On connaissait le steack végétal. On connaissait, aussi, le chocolat sans cacao. Une problématique pas spécialement vegan mais qui « permet de réduire notre empreinte carbone de 80 % », explique la chocolaterie Abtey. Cette marque a remplacé le cacao par des graines de tournesol et de pépins de raisin… « tout en restant fidèle à son héritage ! » Les dénominations n’ont plus de sens, les mots non plus.

Noix de cajou et lait de coco

Moins incriminé que la viande — viande saignante et barbecue sont assimilés au masculinisme —, le fromage serait pourtant un vrai tueur d’environnement. Consommation d’eau et production de méthane liées à l’élevage rendraient le chèvre et le camembert plus désastreux pour Mère Nature que le porc et le poulet. Et - facteur aggravant aux yeux des vegan - les vaches et les biquettes sont exploitées, traites et maltraitées.

Pour préparer du fauxmage, prenez « de la cajou, de l'amande, de l'eau et du lait de coco ». Mélangez. Étalez la pâte. Affinez. Vous obtenez un ersatz de roquefort. Henri Pourrat serait bien surpris ! L’écrivain a écrit un fort beau livre, L'Aventure de Roquefort, publié à Roquefort même en 1955. Il y chante l’alchimie du lait et des caves, l’observation et la patience humaines et, à l’arrivée, un produit absolument unique. Lié à un lieu. L'inverse d'un ersatz à base de cajou et de noix de coco, produits importés d’Asie du Sud-Est et d’Inde.

Prénoms old school sur l'emballage

Mozza sans mozza, cheddar sans cheddar, emmental sans emmental… Vous avez compris le principe d'une fauxmagerie. L’incontournable bûchette façon chèvre est là aussi. Sans surprise, faite « de noix de cajou, de lait de coco et d’amandes ». La composition du faux fromage râpé est plus originale, un assemblage « de lait de coco, d'amidon de pomme de terre, de tapioca, de protéines de pois et de curcuma ».

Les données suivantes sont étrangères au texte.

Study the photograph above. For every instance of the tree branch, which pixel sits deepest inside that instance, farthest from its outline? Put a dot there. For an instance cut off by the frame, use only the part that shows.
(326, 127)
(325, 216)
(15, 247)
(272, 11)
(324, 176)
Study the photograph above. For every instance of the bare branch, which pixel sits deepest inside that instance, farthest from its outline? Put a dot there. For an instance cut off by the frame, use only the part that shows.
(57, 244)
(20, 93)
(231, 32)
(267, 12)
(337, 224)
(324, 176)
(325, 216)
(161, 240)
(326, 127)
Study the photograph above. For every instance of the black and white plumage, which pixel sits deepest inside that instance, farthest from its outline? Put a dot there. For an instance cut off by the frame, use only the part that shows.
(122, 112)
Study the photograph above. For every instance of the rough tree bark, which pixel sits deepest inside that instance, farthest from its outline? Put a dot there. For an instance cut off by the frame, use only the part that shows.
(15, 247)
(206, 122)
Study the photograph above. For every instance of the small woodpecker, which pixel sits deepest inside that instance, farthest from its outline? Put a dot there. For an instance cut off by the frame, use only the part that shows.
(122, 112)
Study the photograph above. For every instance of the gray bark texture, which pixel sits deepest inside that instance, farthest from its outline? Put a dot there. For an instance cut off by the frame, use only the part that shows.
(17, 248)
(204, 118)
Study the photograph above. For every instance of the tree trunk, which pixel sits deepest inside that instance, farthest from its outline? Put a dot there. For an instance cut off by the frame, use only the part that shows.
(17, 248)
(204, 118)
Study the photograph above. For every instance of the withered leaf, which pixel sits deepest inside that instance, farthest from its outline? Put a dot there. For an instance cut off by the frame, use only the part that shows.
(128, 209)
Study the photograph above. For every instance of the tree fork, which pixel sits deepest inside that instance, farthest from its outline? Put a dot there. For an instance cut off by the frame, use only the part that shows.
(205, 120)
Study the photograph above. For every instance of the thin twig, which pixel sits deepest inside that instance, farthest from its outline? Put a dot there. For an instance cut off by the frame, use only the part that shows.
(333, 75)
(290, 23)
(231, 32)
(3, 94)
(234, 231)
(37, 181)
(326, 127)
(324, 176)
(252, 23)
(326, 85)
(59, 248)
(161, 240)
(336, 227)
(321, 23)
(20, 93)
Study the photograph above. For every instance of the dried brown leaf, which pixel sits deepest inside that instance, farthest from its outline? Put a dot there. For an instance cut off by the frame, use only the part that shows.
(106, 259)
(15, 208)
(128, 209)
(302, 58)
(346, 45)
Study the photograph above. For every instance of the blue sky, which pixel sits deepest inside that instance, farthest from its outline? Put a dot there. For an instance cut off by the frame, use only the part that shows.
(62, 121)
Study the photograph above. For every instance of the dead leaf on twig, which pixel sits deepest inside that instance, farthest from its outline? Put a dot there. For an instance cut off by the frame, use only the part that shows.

Ce faux râpé s’appelle le « Juliette ». Une alternative au maroilles s’appelle le « Jean-Jacques ». Sans doute pour remédier au total manque d’identité de ses produits, la marque Joy & Jay les a baptisés de prénoms qu’elle imagine nostalgiques, vieille France. On trouve ainsi deux ersatz de camembert : le « Albert » et le « Joséphine », pour lequel il est précisé, qu’« il ne pourra en aucun cas remplacer avec exactitude les propriétés intrinsèques, nutritionnelles ou organoleptiques du fromage conventionnel ». L’aveu se fait à mi-voix, en petits caractères, comme il est d’usage dans certaines pratiques commerciales.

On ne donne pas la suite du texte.